Systems-Level Modeling
of Defect Formation in Silicon (and Silicon-Alloy) Materials Processing
The silicon (and to a lesser extent, silicon alloy)
crystal growth and wafer processing industry continues to generate
a large experimental database characterizing the properties of numerous
defects and impurities that plague microelectronic devices. This
extensive database is tremendously useful for multiscale model development
and testing because the defects of current interest (voids, dislocation
loops, impurity complexes) are nanoscale features that are spatially
distributed over macroscopic length scales, i.e. in wafers and crystals.
It is also notable that many of the microscopic mechanisms responsible
for defect generation and evolution are generally important for
understanding a broad range of phenomena. Our work in this area
therefore is motivated by two complementary needs:
(a) The need for detailed quantitative experimental
data to test our models, mechanisms, and theories of microstructural
evolution in solids.
(b) The need for predictive models by industry
to optimize their processes for semiconductor wafer fabrication,
especially in the face of dramatically increasing development
costs.
An important aspect of the experimental database
is its heterogeneity, i.e. there are many different types of measurable
data available from different experiments. However, many of these
data (and therefore the models for predicting them) are connected
at the atomic level because they are all dependent on the same basic
diffusion, reaction, and aggregation of simple point defects such
as vacancies, interstitials, and impurities that are always present.

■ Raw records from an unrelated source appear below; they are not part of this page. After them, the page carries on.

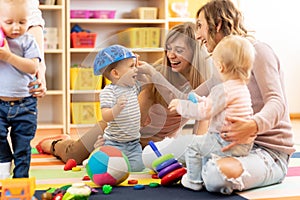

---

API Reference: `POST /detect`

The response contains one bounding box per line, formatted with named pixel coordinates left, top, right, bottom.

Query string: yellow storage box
left=71, top=102, right=102, bottom=124
left=118, top=27, right=161, bottom=48
left=70, top=65, right=102, bottom=90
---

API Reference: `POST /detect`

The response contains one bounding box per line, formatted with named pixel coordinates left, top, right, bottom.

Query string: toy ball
left=86, top=146, right=131, bottom=186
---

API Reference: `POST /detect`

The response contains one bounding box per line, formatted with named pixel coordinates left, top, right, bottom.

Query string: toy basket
left=71, top=32, right=97, bottom=48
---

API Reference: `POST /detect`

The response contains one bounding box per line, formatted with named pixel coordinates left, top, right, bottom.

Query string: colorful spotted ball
left=86, top=146, right=130, bottom=186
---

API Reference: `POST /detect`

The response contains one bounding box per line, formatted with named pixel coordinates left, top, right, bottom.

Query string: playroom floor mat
left=22, top=145, right=300, bottom=200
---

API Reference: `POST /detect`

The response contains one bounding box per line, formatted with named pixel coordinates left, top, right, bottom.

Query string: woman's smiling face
left=166, top=37, right=193, bottom=74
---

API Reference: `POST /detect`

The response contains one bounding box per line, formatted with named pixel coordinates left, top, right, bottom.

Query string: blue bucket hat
left=94, top=45, right=136, bottom=76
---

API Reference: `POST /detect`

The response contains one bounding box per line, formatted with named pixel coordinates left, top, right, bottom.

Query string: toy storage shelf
left=37, top=0, right=66, bottom=134
left=66, top=0, right=168, bottom=131
left=65, top=0, right=207, bottom=132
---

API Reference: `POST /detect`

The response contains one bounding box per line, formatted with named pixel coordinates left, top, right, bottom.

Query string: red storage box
left=71, top=32, right=97, bottom=48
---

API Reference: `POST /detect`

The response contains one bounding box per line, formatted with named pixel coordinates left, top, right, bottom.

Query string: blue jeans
left=105, top=140, right=145, bottom=172
left=0, top=96, right=37, bottom=178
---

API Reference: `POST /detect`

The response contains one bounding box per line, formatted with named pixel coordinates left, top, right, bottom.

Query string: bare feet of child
left=36, top=134, right=70, bottom=154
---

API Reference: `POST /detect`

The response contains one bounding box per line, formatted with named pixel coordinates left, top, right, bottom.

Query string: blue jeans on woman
left=0, top=96, right=37, bottom=178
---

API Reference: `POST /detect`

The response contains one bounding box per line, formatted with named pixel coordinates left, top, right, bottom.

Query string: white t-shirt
left=29, top=0, right=45, bottom=28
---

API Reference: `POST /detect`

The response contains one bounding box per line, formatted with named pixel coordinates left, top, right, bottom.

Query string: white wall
left=240, top=0, right=300, bottom=113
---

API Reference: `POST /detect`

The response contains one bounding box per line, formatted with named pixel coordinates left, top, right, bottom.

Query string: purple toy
left=0, top=28, right=5, bottom=47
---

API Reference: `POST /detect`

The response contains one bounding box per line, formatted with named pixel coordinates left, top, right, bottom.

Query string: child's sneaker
left=0, top=162, right=11, bottom=180
left=181, top=174, right=203, bottom=191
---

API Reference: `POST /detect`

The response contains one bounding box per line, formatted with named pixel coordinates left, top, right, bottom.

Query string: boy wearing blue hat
left=94, top=45, right=144, bottom=172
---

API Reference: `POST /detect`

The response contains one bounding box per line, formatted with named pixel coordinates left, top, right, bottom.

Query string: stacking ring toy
left=149, top=141, right=186, bottom=185
left=160, top=167, right=186, bottom=185
left=156, top=158, right=177, bottom=172
left=158, top=162, right=182, bottom=178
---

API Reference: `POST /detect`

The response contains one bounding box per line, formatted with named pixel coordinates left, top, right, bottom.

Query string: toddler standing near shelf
left=0, top=0, right=41, bottom=179
left=94, top=45, right=144, bottom=172
left=169, top=35, right=255, bottom=190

Despite the decades of research in this area, a major obstacle in
the development of robust and predictive process models for the
silicon crystal growth industry has been, and continues to be, the
uncertainty associated with the thermophysical properties of these
building blocks.
Our contributions in this area include the development
of a comprehensive suite of continuum models for various phenomena
including point defect dynamics during crystal growth, void formation,
metal diffusion in wafers, and oxide precipitate formation. However,
rather than consider each of these models and their associated parameters
separately, we have developed an inverse modeling framework that
allows for the simultaneous consideration of multiple phenomena
thereby taking advantage of the common microprocesses. As shown
below, this approach has two advantages over the traditional sequential
one: (a) the number of regression parameters is reduced, and (b)
the robustness of the parameters is increased because only a single
value for each one is allowed.
Figure 1: Cooperative approach
for multiple-model regression leads to fewer effective parameters
and greater exposure to experimental data.